Now I'm here, not in some generic church to deliver a substitute sermon, but with the people whom God has given me. And this church now has a Preacher whom God has given you. God has built a community here, uniting two churches almost 67 years ago to become the Presbyterian Church of Lowell. I'm not going to try and remake this church in my image, or try and shape the community into what I think it should be. God is already present and active here. God has given you a word to say to me, and I want to pay attention to what God is saying to me through this community.

This is a sermon, an act of proclamation and testimony in public worship. This sermon, and the others that will follow over the course of our journey together, is one way in which I will share the words God gives me. So too will be my Pastoral Counseling and my involvement in Christian Education. I will find ways to share the words God gives me through mission and outreach, through service to the larger church, and even through administrative work.

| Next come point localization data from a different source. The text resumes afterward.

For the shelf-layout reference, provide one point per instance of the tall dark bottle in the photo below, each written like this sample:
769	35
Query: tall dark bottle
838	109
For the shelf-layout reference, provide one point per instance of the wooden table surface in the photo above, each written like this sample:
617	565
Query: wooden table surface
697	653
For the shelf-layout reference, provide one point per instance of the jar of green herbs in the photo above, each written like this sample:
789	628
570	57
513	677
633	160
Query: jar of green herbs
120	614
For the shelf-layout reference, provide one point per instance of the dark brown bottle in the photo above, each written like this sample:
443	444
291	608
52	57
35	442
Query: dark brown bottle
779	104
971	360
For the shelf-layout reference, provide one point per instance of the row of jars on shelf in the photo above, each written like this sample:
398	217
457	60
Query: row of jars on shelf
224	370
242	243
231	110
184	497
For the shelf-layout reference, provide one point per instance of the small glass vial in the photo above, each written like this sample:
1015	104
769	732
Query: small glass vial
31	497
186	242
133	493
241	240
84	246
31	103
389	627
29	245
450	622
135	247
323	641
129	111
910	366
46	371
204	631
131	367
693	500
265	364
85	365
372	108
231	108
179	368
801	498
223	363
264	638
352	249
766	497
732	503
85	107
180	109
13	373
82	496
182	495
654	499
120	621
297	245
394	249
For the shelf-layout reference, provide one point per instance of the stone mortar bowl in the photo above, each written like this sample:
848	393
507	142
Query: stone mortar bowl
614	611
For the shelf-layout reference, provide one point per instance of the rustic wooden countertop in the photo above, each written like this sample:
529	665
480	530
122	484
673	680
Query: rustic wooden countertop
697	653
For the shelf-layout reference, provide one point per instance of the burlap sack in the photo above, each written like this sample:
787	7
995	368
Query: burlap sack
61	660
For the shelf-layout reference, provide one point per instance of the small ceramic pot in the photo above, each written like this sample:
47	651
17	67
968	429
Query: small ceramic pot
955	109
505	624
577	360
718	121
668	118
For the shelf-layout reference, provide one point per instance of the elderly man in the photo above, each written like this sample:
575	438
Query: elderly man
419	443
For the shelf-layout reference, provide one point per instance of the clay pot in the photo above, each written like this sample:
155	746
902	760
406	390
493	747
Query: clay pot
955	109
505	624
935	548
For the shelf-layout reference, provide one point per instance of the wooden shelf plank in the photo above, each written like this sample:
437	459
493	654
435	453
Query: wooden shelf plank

This congregation also has words God gave y'all, and I want to hear them. It's not just feedback like "Enjoyed your message, preacher," although I am eager for that feedback. It's also the ways that your lives reflect how God is active in your lives. The Word of God is present in more languages than are spoken or written, and the name of God, which Jesus has given us, is written on our hearts. Let us, therefore, find every expression we can manage to share the words God gave us with one another, and with the world.

Irrespective of the difficult roads that have shaped our recent history, separately and together, God is always working on us and through us. I'm not here to try and reform the church or "save" it, we've already got a savior, and this is the last Sunday of his earthly ministry.

But it's the first Sunday where we share a ministry together. We will take the prayer Jesus lifted on our behalf and use it to propel ourselves forward. We will share the words God gave us with each other so that we can better know the God who is in our midst. From there we shall go from Jerusalem, to all of Judea, to Samaria, and to the ends of the earth.

Witnessing to the ends of the earth is a big task, too big for even the giants of faith lifted up in other Bible stories. The only human action that reached that far is when a man named Jesus of Nazareth was lifted up on the cross to die, and then rose from the dead. Of course, that one was also God's action.

So for these big tasks, when we cannot make the breadth of the journey alone, God gives us each other. God has given us the words to encourage and instruct one another, and our hope is that we will be one, just as God the Father and God the Son are one.

My prayer, therefore, at the beginning of our ministry together that we are able to share with each other the words God gave us, and that we will remain united in Christ even as we share our diverse perspective of how God is at work in our midst.